Similar acquisitions may be imminent, predicts Audrey Depraeter-Montacel, global beauty lead for Accenture. She noted that in the space of a few months, the landscape has changed remarkably.

“With a big shakeup resulting from the COVID-19 pandemic, we can expect to see an increase in investment activity as the crisis stabilizes,” she insisted. “Traditional players are evaluating differentiated, emerging brands that could strategically fit within their portfolio.”

According to  Depraeter-Montacel, there are many reasons to think beauty will be one of the sectors to bounce back strongly. For example, the industry has a history of technology-led innovation and organizational agility means it’s well placed to rebound from the pandemic.

“The industry continues to be disrupted by the growth of direct-to-consumer channels such as e-commerce platforms and the use of social media to engage directly with consumers,” said Depraeter-Montacel. “It comes as no surprise that e-commerce has reigned over the last year and isn’t going away, with consumers who previously only shopped infrequently online now being four times more likely to purchase their makeup and personal care products online now compared to pre-pandemic according to Accenture research.”

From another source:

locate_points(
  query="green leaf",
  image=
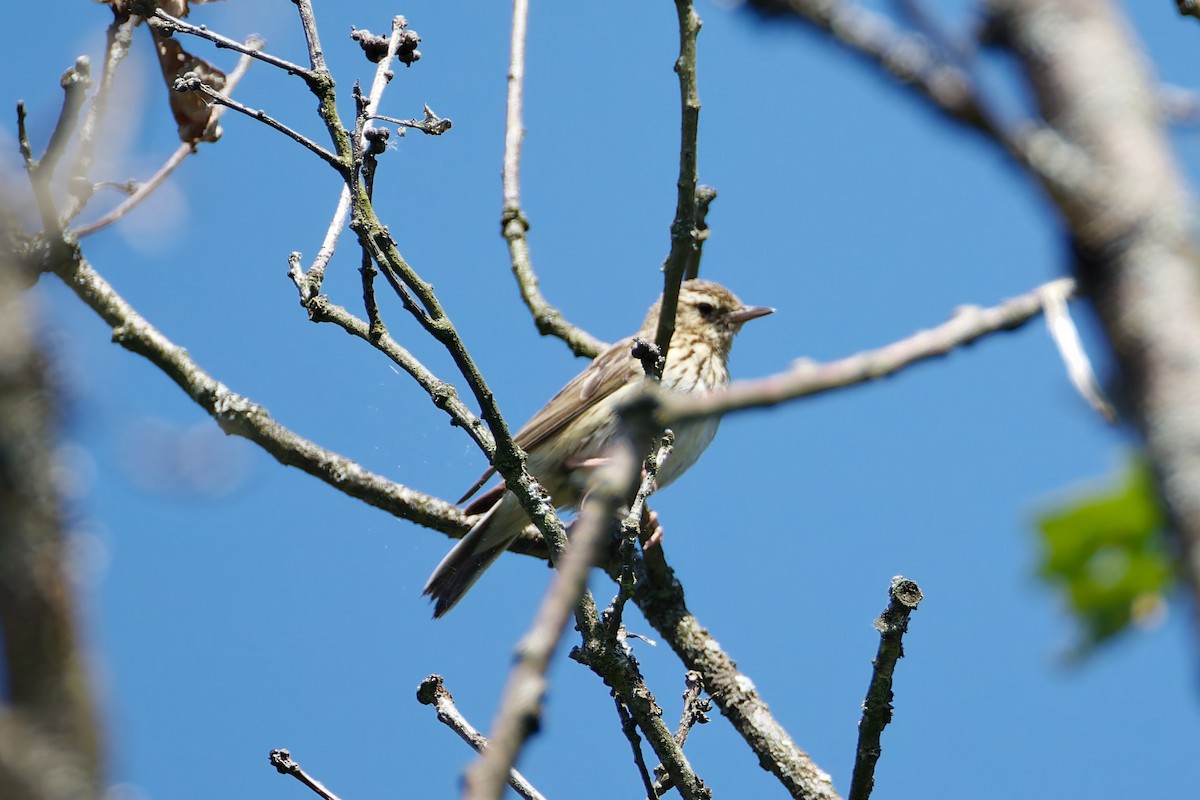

Depraeter-Montacel said the beauty market is experiencing accelerated shifts in consumer preferences. Innovative start-ups are selling on trend natural, organic, clean and cruelty-free products, predominantly to millennial consumers, who are more informed and seek transparency in ingredients, packaging, sustainability and ethical sourcing.

“Moving with pace, agility and creativity is what startups and disruptors do best,” she insisted. “They are adept at reinventing the beauty experience, making it much more than a transactional – selling products to many – event.”

If that's the case, expect more indie beauty brands to find eager investors on Wall Street and among multinationals in the fast-moving consumer goods space.